In the mean time, without an option for “IT professional” on the Spartan Race application, I was told to represent; which means I plan to finish in the top 10% and Instagram a deluge of post race photographs. This isn’t the last of my personal challenges this year either: see my five minute plank if you haven’t already, then look forward to my race against a train; yes, a train, you read that right. Madness?


New Glasses!

Well known secret: my glasses have been broken for some time now. It’s one of those things that illicit subtle stares to confirm they’re indeed broken, without asking any questions. Like with the occasional pimple, most people will not point at your face in passing; however, like the eczema on a sufferer’s neck, it’s hard not to glance every now and then to quietly wonder about treatment. So I get it, I just don’t care. To prioritize functionality over aesthetics means I would amputate my own foot if it meant more speed: four minute mile speed for starters. If you thought the functionality of wearing glasses was to impress you, then you’ve done your self evaluation a great disservice.
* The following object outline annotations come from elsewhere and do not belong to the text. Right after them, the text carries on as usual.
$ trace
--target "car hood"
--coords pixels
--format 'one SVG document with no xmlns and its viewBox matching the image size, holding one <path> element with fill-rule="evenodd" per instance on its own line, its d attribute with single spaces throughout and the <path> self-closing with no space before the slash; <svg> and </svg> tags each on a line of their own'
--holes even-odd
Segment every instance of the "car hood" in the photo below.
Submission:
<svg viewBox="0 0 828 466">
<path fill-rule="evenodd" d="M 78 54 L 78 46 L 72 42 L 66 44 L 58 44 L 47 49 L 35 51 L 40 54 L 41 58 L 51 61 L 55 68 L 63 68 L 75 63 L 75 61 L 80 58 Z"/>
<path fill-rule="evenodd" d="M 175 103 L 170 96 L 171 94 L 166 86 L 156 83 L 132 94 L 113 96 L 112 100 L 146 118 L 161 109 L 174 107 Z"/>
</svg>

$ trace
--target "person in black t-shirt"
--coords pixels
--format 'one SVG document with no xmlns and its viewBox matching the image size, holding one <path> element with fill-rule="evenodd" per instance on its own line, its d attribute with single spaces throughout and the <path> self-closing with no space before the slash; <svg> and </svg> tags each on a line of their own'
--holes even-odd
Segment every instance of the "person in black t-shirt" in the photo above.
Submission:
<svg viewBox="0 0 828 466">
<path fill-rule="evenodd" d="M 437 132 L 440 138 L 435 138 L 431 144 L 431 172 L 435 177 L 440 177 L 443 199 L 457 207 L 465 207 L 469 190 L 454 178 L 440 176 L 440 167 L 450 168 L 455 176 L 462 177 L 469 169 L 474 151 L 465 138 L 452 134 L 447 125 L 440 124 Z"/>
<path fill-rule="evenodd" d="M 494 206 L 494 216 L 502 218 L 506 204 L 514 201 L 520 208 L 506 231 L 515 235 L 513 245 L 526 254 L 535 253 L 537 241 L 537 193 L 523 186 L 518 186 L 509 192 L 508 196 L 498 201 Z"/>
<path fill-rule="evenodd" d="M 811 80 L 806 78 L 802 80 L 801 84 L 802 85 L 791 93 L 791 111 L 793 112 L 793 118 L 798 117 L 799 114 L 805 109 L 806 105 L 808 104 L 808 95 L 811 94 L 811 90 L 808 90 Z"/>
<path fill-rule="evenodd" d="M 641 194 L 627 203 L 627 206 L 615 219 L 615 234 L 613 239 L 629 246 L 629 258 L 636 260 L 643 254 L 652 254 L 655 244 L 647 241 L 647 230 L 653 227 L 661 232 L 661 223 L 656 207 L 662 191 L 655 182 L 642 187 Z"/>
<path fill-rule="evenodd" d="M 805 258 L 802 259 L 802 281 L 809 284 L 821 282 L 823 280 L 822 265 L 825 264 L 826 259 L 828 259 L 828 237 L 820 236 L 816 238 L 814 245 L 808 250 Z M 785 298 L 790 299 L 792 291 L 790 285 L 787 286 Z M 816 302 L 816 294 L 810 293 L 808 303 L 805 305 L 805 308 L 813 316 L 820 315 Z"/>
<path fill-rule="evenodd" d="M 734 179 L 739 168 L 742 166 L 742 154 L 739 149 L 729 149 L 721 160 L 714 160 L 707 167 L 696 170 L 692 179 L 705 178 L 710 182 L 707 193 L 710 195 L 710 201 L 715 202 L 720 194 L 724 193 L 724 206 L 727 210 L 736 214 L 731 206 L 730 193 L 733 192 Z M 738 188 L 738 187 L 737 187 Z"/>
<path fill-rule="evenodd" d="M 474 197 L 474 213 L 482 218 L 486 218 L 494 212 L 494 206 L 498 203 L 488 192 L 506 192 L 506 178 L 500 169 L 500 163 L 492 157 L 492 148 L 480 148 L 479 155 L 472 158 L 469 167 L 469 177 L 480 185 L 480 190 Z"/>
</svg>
My plan was to walk into the glasses store with a coupon for a $20 eye exam and prescription, then search for a suitable frame online. Being a technologist, I already vowed to never go in-store shopping again once Amazon develops same day delivery. About this coupon idea, no one likes printers, and I was worried that the clerk wouldn’t use the recycle bin. Of course I printed the coupon nonetheless, because I wouldn’t dare expect them to honor the deal without wasting trees.

My exam experience was great though, the optometrist was a nice older gentleman surrounded by younger administrative folks. Afterwards the sales pitch started: Would you like to buy frames? Okay, how much are you paying there if you don’t mind me asking? Well I can also sell you something for under $100 and knock off the $20 cost of the exam. The real kicker was trying on the glasses with immediate feedback, having the frame and lenses ready within an hour, and peering into the sales clerk’s wide open blouse; which I don’t feel ashamed about, because that’s what the gaping cleavage was obviously there for.

About the glasses themselves, they’re awesome! I immediately tweeted:

That awesome moment a new pair of glasses can make all the difference: I see better, look better, and everyone else needs more makeup.

My last pair were very Malcolm X. I wanted something larger and not black; basically something that didn’t immediately tie me to politics and activism. The best my online searches turned up were a pair of plastic aviators I wasn’t sure would last a week in the real world. The breasts were kind enough to suggest two pairs I liked, the first were reminiscent of my last pair with a metal frame top and loose lens bottom. The second pair remains on my face. I love the look! They’re my first pair to equally encourage goofiness and professionalism with exclamation points! The online price difference was made up in terms of breasts and convenience.

Lastly, I almost purchased a pair of sunglasses, before remembering the lessons I learned and didn’t want to repeat from over wearing them a few years back. Prolonged sunglass wear makes your eyes very sensitive to sunlight. Once my I lost my first pair of Tom Fords, which I loved by the way, I could barely go anywhere without a visor. And second, I could no longer justify the confidence hidden behind my tinted wandering eyes; even a busty clerk should know her bust is appreciated. So I can look you in the eye; if anything, without spending the extra money to remove glare from my lenses, it’s possible you can blind yourself attempting to look at me.

Contacts are next, I think I’ll go with white pupils!